With practically everyone from the President down agreeing on the necessity for some sort of pay-as-you-go tax plan during the coming fiscal year, Congress whirls dizzily along in a maelstrom of personal and legislative animosities. with the bill still far from finished and the taxpayer, left out in the cold as usual, watching the match from a seat in the third balcony. Neither Congress nor the treasury, both quick to find fault with the plan proposed by Beardsley Ruml, Chairman of the New York Federal Reserve Bank, have come forward with any final plan of their own. It would seem as if their chief reason for opposing the Ruml plan is that someone else thought of it first. After Ruml's five hour session with the Ways and Means Committee last Friday, Representative Doughton, Chairman of the committee, told Ruml that Congress, not the pay-as-you-go pioneer, would write the bill. This typifies the Government's attitude.

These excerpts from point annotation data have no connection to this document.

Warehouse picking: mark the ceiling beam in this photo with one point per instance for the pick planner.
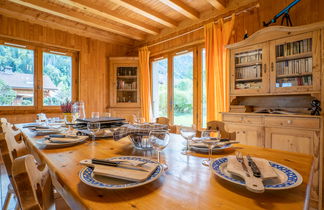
(43, 6)
(24, 14)
(182, 8)
(86, 6)
(145, 11)
(218, 4)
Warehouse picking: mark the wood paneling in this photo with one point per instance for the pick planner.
(93, 69)
(249, 22)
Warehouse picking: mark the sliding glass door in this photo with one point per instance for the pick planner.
(179, 87)
(160, 87)
(183, 89)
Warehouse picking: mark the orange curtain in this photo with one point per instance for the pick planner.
(145, 83)
(217, 35)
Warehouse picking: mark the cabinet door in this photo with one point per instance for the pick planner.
(124, 82)
(291, 140)
(248, 135)
(249, 70)
(295, 63)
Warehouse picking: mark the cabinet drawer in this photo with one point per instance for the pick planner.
(232, 118)
(253, 120)
(293, 122)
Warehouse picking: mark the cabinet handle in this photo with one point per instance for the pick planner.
(272, 66)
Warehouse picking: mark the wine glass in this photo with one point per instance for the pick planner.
(187, 133)
(210, 138)
(159, 139)
(95, 115)
(93, 128)
(69, 120)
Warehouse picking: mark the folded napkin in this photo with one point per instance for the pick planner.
(235, 167)
(67, 139)
(121, 172)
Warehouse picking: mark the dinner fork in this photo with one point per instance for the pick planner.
(239, 158)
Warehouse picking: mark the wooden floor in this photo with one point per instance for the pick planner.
(4, 181)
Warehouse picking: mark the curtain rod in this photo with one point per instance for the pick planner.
(201, 27)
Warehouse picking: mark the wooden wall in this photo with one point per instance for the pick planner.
(93, 56)
(305, 12)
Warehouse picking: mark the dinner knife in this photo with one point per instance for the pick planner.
(254, 167)
(95, 161)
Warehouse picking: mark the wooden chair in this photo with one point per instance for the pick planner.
(11, 146)
(34, 186)
(166, 121)
(219, 126)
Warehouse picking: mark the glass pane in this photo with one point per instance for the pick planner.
(16, 76)
(248, 69)
(183, 89)
(294, 64)
(57, 79)
(160, 88)
(126, 84)
(204, 88)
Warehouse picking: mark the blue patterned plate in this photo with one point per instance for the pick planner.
(205, 149)
(86, 175)
(287, 177)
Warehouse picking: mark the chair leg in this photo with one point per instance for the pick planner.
(7, 201)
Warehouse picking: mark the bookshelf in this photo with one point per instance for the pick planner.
(249, 69)
(124, 82)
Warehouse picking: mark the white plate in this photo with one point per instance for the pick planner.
(48, 144)
(287, 177)
(205, 149)
(86, 175)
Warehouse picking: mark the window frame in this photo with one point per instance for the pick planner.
(197, 78)
(39, 49)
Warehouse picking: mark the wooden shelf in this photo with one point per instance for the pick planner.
(295, 75)
(127, 90)
(294, 57)
(248, 79)
(253, 63)
(127, 77)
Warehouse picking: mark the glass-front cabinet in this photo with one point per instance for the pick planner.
(124, 82)
(294, 64)
(249, 72)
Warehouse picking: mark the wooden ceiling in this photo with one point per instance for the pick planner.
(119, 21)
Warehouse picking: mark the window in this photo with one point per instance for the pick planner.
(16, 76)
(204, 88)
(160, 87)
(25, 84)
(57, 79)
(183, 89)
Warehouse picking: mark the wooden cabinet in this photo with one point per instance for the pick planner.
(295, 64)
(124, 82)
(276, 66)
(292, 133)
(124, 92)
(249, 69)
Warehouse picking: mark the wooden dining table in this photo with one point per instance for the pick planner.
(187, 184)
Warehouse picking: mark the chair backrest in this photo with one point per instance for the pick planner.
(34, 185)
(11, 144)
(163, 120)
(220, 126)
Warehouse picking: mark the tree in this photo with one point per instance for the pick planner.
(7, 95)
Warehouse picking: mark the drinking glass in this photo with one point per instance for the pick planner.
(106, 114)
(95, 115)
(210, 138)
(187, 133)
(93, 128)
(159, 139)
(69, 120)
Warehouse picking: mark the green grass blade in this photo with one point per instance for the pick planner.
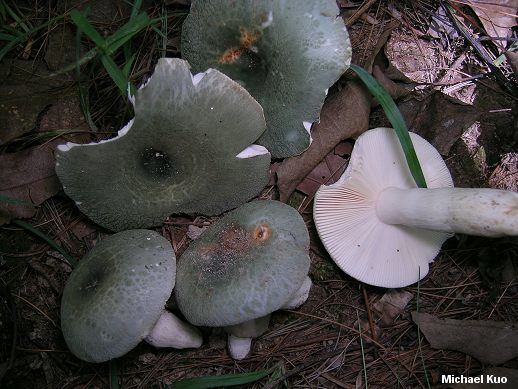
(7, 37)
(10, 200)
(136, 8)
(395, 117)
(128, 31)
(220, 381)
(46, 238)
(126, 69)
(84, 26)
(116, 74)
(24, 36)
(16, 18)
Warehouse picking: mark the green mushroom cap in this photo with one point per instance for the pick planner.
(116, 294)
(188, 150)
(245, 266)
(286, 53)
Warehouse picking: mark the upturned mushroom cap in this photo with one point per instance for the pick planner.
(347, 222)
(286, 53)
(187, 150)
(116, 294)
(245, 266)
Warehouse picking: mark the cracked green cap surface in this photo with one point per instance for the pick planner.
(286, 53)
(183, 152)
(245, 266)
(116, 294)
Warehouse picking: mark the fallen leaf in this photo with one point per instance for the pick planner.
(394, 89)
(194, 232)
(441, 25)
(498, 18)
(415, 59)
(28, 176)
(61, 48)
(326, 172)
(439, 118)
(391, 304)
(505, 175)
(488, 341)
(344, 115)
(511, 376)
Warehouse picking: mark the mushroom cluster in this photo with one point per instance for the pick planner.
(191, 149)
(248, 264)
(115, 298)
(383, 230)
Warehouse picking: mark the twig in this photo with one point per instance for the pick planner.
(354, 17)
(9, 300)
(304, 366)
(481, 51)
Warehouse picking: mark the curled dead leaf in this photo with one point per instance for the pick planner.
(496, 342)
(344, 115)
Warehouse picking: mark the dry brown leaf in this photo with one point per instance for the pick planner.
(439, 118)
(29, 176)
(488, 341)
(498, 18)
(344, 115)
(412, 59)
(327, 172)
(391, 304)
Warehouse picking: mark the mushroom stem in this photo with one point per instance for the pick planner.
(240, 335)
(482, 212)
(300, 296)
(169, 331)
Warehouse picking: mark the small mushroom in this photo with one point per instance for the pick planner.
(245, 266)
(189, 149)
(383, 230)
(115, 298)
(286, 53)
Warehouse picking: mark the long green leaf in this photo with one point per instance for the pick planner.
(395, 117)
(128, 31)
(84, 25)
(115, 73)
(46, 238)
(220, 381)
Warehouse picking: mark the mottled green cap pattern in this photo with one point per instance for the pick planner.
(116, 294)
(246, 265)
(286, 53)
(178, 155)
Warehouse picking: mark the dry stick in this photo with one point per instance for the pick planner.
(341, 325)
(304, 366)
(359, 13)
(369, 313)
(481, 50)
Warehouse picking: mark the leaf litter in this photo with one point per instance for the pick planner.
(489, 341)
(454, 287)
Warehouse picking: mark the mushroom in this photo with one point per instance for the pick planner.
(286, 53)
(245, 266)
(383, 230)
(115, 298)
(189, 149)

The idea of the Ruml plan is fairly simple in stead of paying 1942's taxes in 1943, the taxpayer would pay 1943's taxes in 1943. It amounts to "turning the tax clock ahead one year," as Mr. Ruml described it.
This would have a number of advantages. It would end the problem of the taxpayer who under the present system has been forced at times to meet the taxes on a large income of one year with money from a smaller income of the year after. It would permit the Treasury to collect the tax by withholding at the source, as it is already doing with the fixe percent Victory Tax, and it would save hundreds of the smaller taxpayers from defaulting on their obligations. It will take the taxpayer's money before he has had a chance to spend it.
This year's aggregate income is bound to be more than 1942's. Even without any increase in tax rates, if this year's taxes are paid on this year's income, the Government would be bound to collect more than if it were receiving payments on 1942 income as it would under the present system. This should be an important consideration when the Government is trying desperately to drain away the nation's excess spending power. The missing sum, taxes "forgiven" in 1942, which would not appear on the record until the taxpayer dies, could be recovered through inheritance taxes, as Mr. Ruml suggests.
The Treasury is considering a plan by which the taxpayer would be called upon to pay taxes on both his 1942 and '43 incomes this year. To reduce the hardship of this, the Treasury suggested that rates on 1942 income be put back to the rates and exemptions prevailing in 1941. This would mean that the average taxpayer would have to pay nearly twice the amount he would normally pay this year. On a $20,000 income, the federal tax alone, not considering a probable increase in rates, would be 58 percent. If the government does feel that such high taxes are necessary, then it had better levy them directly rather than resorting to the unfair subterfuge of taxing two years in one.
In view of the long-standing friction between Mr. Morgenthau and the members of Congress, the chances of getting anything done before March 15th, the beginning of the fiscal year, seem very poor. It looks like a race between Congress and the Treasury to see who can change the Ruml plan enough to call it their own prodigy, push it through the legislative mill, and take the credit. Looking back over the record of the Treasury's failures on Capitol Hill, it looks like easy money on Congress, a seat in the bleachers for Mr. Ruml, and a sharp jolt to the taxpayer who has been floating around in the optimistic misconception that the switch to pay-as-you-go will mean no taxes this year. In his interests, we hope the smoke settles soon.